‘Family will kill me’: Saudi woman held at Bangkok airport pleads for asylum
08 January, 2019
A Saudi woman being held at Bangkok airport on Monday appealed for asylum and for other passengers to help protest her looming deportation, in desperate tweets from the hotel room where she barricaded herself.
The incident comes against the backdrop of intense scrutiny of Saudi Arabia over its investigation and handling of the shocking murder of journalist Jamal Khashoggi last year, which has renewed criticism of the kingdom’s rights record.
Rahaf Mohammed al-Qunun told AFP she ran away from her family while travelling in Kuwait because they subjected her to physical and psychological abuse.
She said she had planned to travel to Australia and seek asylum there, and feared she would be killed if she was repatriated by Thai immigration officials who stopped her during transit on Sunday.
The 18-year-old said she was stopped by Saudi and Kuwaiti officials when she arrived at Suvarnabhumi airport and her travel document was forcibly taken from her, a claim backed by Human Rights Watch.
She tweeted that she was due to be deported on a Kuwait Airways flight to Kuwait due to depart at 11.15am (0415 GMT).
“I ask the government of Thailand... to stop my deportation to Kuwait,” she said on Twitter. “I ask the police in Thailand to start my asylum process.”
Shortly before the scheduled departure, Qunun posted a plea for people within “the transit area in Bangkok to protest against deporting me”.
“Please I need you all,” she wrote. “I’m shouting out for help of humanity.”
In a sign of growing desperation during the night, Qunun posted video of her barricading her hotel room door with furniture.
If sent back, she said she will likely be imprisoned, and is “sure 100 per cent” her family will kill her, she told AFP.
A senior Thai immigration official said Sunday that Qunun was denied entry because she lacked “further documents such as return ticket or money” and Thailand had contacted the “Saudi Arabia embassy to coordinate”.
Phil Robertson of Human Rights Watch said Qunun “faces grave harm if she is forced back to Saudi Arabia” and Thailand should allow her to see the United Nations High Commissioner for Refugees (UNHCR) and apply for asylum.
“Given Saudi Arabia’s long track record of looking the other way in so-called honour violence incidents, her worry that she could be killed if returned cannot be ignored,” he said.
The UNHCR said that according to the principle of non-refoulement, asylum seekers cannot be returned to their country of origin if their life is under threat.
“The UN Refugee Agency has been following developments closely and has been trying to seek access from the Thai authorities to meet with Rahaf Mohammed Alqunun, to assess her need for international protection,” it said in a statement.
The ultra-conservative kingdom has long been criticised for imposing some of the world’s toughest restrictions on women.
That includes a guardianship system that allows men to exercise arbitrary authority to make decisions on behalf of their female relatives.

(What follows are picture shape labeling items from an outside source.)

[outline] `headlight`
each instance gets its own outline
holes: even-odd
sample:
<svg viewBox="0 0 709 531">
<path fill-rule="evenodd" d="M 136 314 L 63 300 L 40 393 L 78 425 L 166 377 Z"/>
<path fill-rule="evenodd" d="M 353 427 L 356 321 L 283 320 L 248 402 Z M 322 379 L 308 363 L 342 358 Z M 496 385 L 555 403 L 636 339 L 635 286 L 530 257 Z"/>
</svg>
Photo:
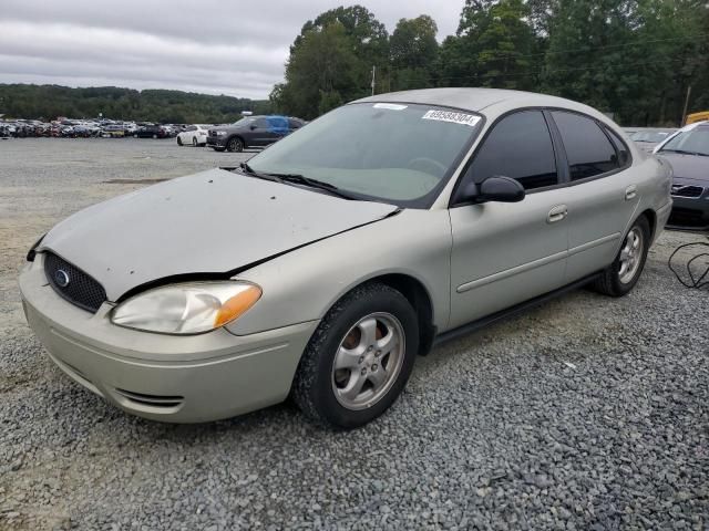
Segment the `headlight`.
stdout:
<svg viewBox="0 0 709 531">
<path fill-rule="evenodd" d="M 119 304 L 111 321 L 145 332 L 199 334 L 234 321 L 260 296 L 258 285 L 242 281 L 173 284 Z"/>
</svg>

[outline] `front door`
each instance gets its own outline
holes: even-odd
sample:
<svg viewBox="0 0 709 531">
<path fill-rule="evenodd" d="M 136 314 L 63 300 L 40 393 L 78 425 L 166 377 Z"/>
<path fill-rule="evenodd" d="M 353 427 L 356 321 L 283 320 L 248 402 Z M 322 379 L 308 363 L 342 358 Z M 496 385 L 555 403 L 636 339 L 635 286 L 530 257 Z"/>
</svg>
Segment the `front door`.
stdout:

In addition to facing punishment for “moral” crimes, women can also become the target of “honour killings” at the hands of their families, activists say.
Abdulilah al-Shouaibi, charge d’affaires at the Saudi embassy in Bangkok, acknowledged in an interview with Saudi-owned channel Rotana Khalijial that the woman’s father had contacted the diplomatic mission for “help” to bring her back.
But he denied that her passport had been seized and that embassy officials were present inside the airport.
Saudi Arabia has come under fierce criticism following the murder of dissident journalist Khashoggi inside the kingdom’s Istanbul consulate on October 2 -- a case that stunned the world.
Another Saudi woman, Dina Ali Lasloom, was stopped in transit in the Philippines in April 2017 when she attempted to flee her family.